The relationship among each spreader leg and its associated shaped charge and actuator is shown in FIGS. 4B and 4C. Cover 50 is designed with openings to hold the shaped charges and actuators in the illustrated positions. If cover 50 were replaced with a much longer cylinder, the support structure for the linear shaped charges and actuators could easily be mounted directly to support 36 of spreader 30, or to the inside of the cylinder.
It should be apparent to those of ordinary skill in the art that this invention may be constructed of many materials depending on the desired physical properties of the resulting structure. One technique for constructing ring 22 is to cut it in the relaxed configuration of FIG. 2B from a sheet of material. The material should be a metal, plastic, or other material with sufficient elasticity to transverse forces to cause it to be forced into the spread position of FIG. 2A. So long as split ring 22 is not stressed beyond yield strength, it will return to the relaxed state when the spreader is removed.

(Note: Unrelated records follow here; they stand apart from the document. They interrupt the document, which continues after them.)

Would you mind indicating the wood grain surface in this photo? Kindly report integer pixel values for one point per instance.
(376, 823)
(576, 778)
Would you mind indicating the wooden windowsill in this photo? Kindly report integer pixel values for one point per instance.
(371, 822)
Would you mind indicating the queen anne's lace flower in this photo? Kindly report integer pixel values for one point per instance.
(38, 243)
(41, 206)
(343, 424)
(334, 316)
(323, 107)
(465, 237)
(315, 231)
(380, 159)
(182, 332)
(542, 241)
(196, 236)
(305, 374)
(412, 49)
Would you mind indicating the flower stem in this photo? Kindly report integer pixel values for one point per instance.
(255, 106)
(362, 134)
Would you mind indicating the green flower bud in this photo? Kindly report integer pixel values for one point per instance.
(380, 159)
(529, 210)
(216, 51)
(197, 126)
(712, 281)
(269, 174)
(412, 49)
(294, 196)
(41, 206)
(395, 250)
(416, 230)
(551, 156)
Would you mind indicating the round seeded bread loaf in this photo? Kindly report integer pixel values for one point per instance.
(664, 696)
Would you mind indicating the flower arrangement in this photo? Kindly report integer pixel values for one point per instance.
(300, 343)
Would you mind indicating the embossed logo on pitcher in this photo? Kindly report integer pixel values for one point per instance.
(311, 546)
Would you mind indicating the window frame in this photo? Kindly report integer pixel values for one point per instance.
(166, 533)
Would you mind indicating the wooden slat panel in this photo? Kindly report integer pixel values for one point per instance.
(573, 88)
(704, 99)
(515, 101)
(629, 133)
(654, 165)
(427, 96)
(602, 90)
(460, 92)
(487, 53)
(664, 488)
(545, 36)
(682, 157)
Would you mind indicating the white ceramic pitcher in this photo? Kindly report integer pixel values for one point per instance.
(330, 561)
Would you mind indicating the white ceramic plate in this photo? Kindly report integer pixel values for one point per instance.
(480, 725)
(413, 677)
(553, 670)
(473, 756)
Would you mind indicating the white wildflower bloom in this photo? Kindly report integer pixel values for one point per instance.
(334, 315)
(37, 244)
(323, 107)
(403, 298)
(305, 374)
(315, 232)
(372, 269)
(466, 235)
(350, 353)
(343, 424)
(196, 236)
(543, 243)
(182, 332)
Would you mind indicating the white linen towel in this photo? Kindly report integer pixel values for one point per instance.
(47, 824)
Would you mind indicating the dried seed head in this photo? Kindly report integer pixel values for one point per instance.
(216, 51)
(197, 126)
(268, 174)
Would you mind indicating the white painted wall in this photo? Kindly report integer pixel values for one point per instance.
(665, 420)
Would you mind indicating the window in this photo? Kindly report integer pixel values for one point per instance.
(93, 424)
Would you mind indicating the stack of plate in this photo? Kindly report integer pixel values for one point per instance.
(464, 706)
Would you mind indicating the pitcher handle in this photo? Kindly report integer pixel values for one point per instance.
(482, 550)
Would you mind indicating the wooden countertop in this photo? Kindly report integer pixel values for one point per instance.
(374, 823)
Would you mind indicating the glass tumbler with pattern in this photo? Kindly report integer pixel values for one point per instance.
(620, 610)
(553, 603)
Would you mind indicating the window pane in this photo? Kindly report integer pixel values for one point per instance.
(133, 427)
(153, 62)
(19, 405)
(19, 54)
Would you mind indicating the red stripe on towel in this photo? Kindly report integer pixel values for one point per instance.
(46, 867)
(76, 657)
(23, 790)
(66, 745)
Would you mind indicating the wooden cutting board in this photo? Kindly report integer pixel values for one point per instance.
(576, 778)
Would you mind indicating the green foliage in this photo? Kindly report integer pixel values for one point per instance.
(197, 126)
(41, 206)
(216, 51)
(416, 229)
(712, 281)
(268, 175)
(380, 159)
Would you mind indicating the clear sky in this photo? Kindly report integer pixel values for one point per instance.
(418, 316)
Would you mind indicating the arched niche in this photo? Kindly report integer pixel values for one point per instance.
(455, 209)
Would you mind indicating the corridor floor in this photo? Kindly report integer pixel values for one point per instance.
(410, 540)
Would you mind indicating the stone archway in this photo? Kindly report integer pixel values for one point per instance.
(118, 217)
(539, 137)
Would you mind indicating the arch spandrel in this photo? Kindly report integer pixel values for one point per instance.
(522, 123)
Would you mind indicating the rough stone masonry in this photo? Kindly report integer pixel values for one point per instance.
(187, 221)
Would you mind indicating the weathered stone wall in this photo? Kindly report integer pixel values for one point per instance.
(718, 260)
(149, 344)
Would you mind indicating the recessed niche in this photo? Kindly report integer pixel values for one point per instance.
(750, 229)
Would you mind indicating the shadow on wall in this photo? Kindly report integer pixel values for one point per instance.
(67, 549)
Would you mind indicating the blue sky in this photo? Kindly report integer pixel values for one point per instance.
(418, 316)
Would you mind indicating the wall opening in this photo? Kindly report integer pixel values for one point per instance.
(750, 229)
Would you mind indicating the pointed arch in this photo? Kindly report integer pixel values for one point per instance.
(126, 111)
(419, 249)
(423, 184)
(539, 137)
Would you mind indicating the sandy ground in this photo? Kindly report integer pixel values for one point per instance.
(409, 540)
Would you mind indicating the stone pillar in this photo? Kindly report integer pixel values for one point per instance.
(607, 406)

The amount of stored force that clamp 10 has in the spread position must be great enough to overcome the friction between the touching surfaces of clamp 10 and cylinders 1 and 2. Friction is obviously maximized if surface 15 and its counterpart on a cylinder are parallel to axis 8, as this configuration maintains the surfaces in contact with each other as clamp 10 moves to the relaxed state. If surface 15 is at an angle to axis 8, as illustrated in FIG. 1C, any reduction in the diameter of clamp 10 will increase the space between the overlapping clamp and cylinder, greatly reducing the friction between these members.
It should be apparent that there are many modifications possible with this invention. For example, many other forms of spreader are contemplated, such as a wedge that is placed between the ends 24, 26 and either destroyed or removed to cause the clamp to go the relaxed position. In addition, the linear shaped charge leg cutter could be replaced by explosively or otherwise-actuated cutters that mechanically sever the spreader legs from the spreader body. It is intended that the scope of the invention be defined by the appended claims.